2.varcharWhen creating a table, specify the length; otherwise, an error occurs. If the length is small, data insertion will be truncated directly. Hive (FDM_SOR)> create table tmp_varchar(id varchar(10)) 
              > ;

hive (fdm_sor)> insert overwrite table tmp_varchar  
              > select "123456789122" from aaaa;  
tmp_varchar.id
1234567891
1234567891
1234567891
1234567891


3.In the same way,charThe use of the also needs to specify the length, justcharThe length of the thanvarcharIt's a lot smaller. It's a little bit like a databaseCREATE TABLE foo (bar CHAR(10))

4.In general, use string if you can use string.Copy the code

3. Date-based data type

type Directions for use
TIMESTAMP 1. Start from Hive 0.8.0. Used to represent UTC time (time standard time). Provides convenient UDFs (to_UTC_TIMESTAMP, from_UTC_timestamp) for time zone conversion. 2. All existing date-time UDFs (month, day, year, hour, etc.) use TIMESTAMP data type. Second, TIMESTAP supports integer, floating point, and string data. Specific use later introduced in the actual development of the use is not particularly much.
DATE Start Hive 0.12.0 DATE Indicates a specific year/month/day in the format of YYYY-MM-DD. For example, DATE ‘2013-01-01’. Date types have no time component. Values supported for the Date type range from 0000-01-01 to 9999-12-31, depending on the original support for the Java Date type.Date types can only be converted between Date, Timestamp, or String types.
INTERVAL Started with Hive 1.2.0, not used much in actual development.
--1. Use timestamp to create a date-type field, which can store floating point, integer, or string time data
create table fdm_sor.tmp_aaaaa(
a int,
b bigint,
c timestamp
)
--2. Test data
hive (fdm_sor)> insert overwrite  table fdm_sor.tmp_aaaaa   -- Stores string time
              > select 1.2, "the 2019-05-22 21:23:34"from fdm_sor.tmp_aaaaa limit 3;
hive (fdm_sor)> select * from fdm_sor.tmp_aaaaa;
OK
1	2	2019- 05- 22 21:23:34
1	2	2019- 05- 22 21:23:34

hive (fdm_sor)> insert overwrite  table fdm_sor.tmp_aaaaa  -- Store numerical data
              > select 3.4.12334324 from fdm_sor.tmp_aaaaa limit 2;
hive (fdm_sor)> select * from fdm_sor.tmp_aaaaa;
OK
3	4	1970- 01- 01 11:25:34.324
3	4	1970- 01- 01 11:25:34.324
Copy the code

4. Other data types

  • BOOLEAN Type: TRUE or FALSE
  • BINARY: an array of bytes, similar to the varbinary of a database.

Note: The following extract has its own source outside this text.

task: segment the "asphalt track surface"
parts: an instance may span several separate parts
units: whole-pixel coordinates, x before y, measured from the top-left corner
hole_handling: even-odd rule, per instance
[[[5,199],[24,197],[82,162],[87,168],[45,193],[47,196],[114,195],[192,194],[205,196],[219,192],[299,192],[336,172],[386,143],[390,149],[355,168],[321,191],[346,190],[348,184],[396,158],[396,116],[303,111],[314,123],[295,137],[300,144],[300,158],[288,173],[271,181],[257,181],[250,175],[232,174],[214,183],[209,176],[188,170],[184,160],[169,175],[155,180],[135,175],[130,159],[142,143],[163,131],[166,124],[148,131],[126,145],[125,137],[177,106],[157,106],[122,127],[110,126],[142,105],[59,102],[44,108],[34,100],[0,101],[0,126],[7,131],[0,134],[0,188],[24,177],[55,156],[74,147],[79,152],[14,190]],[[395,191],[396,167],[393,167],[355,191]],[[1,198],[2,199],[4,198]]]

5 Compound data type, not commonly used

arrays ARRAY(data_type)
maps MAP(primitive_type, data_type)
structs STRUCTcol_name: data_type [COMMENT col_comment],…
union UNIONTYPE (data_type, data_type,…).

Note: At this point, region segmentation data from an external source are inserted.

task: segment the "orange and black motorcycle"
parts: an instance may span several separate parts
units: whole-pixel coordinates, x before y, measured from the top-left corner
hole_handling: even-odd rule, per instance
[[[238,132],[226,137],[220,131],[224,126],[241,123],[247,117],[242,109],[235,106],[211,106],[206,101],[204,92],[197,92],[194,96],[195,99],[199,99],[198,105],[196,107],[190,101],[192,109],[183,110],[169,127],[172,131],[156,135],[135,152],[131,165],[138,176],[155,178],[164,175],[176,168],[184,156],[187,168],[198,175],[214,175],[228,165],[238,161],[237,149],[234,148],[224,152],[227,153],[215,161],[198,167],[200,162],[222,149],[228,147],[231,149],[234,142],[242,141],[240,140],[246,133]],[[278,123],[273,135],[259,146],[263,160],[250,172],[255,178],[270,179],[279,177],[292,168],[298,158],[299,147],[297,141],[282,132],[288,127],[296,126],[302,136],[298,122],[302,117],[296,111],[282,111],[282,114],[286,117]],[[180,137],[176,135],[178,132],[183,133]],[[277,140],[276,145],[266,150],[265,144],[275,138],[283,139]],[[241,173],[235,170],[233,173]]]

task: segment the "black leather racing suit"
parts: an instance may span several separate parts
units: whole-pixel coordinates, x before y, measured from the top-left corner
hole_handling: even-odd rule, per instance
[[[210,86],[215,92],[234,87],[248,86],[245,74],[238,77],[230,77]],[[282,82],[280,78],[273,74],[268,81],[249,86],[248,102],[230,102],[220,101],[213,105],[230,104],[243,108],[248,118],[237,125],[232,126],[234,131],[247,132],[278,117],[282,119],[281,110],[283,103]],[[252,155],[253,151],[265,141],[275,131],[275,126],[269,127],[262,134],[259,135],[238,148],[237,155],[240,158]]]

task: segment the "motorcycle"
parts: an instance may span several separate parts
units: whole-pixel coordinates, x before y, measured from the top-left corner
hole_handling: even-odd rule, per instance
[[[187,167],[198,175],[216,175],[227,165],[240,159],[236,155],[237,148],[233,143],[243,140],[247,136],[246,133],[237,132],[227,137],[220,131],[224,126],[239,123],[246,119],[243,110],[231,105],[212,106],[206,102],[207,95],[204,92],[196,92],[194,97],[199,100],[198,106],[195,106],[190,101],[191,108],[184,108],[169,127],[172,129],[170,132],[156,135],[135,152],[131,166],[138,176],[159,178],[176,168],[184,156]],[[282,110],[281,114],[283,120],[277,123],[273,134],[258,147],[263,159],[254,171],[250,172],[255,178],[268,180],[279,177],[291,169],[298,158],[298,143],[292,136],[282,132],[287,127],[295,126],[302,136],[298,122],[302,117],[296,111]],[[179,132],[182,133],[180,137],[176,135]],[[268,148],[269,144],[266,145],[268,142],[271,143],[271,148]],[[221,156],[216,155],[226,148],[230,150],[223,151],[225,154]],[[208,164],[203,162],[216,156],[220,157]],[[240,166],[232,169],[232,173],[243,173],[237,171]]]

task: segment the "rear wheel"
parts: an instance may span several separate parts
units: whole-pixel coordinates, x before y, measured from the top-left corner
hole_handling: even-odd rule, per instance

2.Hive conversion between different data types

1. Conversions between data types

Hive is a Java implementation development, bottom hive a lot of data type is also consistent with Java, so for the same type of data type conversion also follow the Java automatically “transformation” up rules, the type of data in the low and high logic operation, type of data, high implicit automatically converted into a type of data types. And then we do the calculation. For example, a comparison between 1 and 1.23 will automatically convert 1 to 1.0 for computational comparison.

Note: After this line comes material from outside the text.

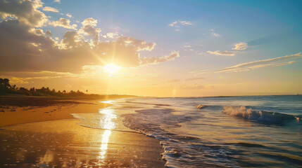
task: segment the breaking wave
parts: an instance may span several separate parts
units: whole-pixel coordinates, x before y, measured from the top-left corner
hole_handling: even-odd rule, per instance
[[[241,117],[248,120],[279,123],[285,120],[301,121],[301,118],[289,114],[271,111],[253,110],[246,106],[224,106],[222,113],[232,116]]]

2. Conversion of different data types

When comparing data of different data types in Hive, you need to use the cast function to manually convert data.

The cast function uses: cast(valule as type), where value is the data to be converted, as is the fixed keyword, and type is the type to be converted

>select 
cast(" 1223"as double),
cast(" 456.23"as int),
cast(" 1.99"as int),
cast("abc" as int) 
from aaaa;
>1223.0.456.1.NULL
Copy the code

Note: the above results show that the cast conversion function is not universal, only the “stored type value” meets the conversion conditions. Otherwise, the result is NULL. For example, when “ABC” is converted to double, ABC is clearly not a number, so the conversion fails and the result is NULL. In addition, if cast is used to convert high-type data into low-type data, the cast function will intercept directly, resulting in loss of data accuracy and even wrong results.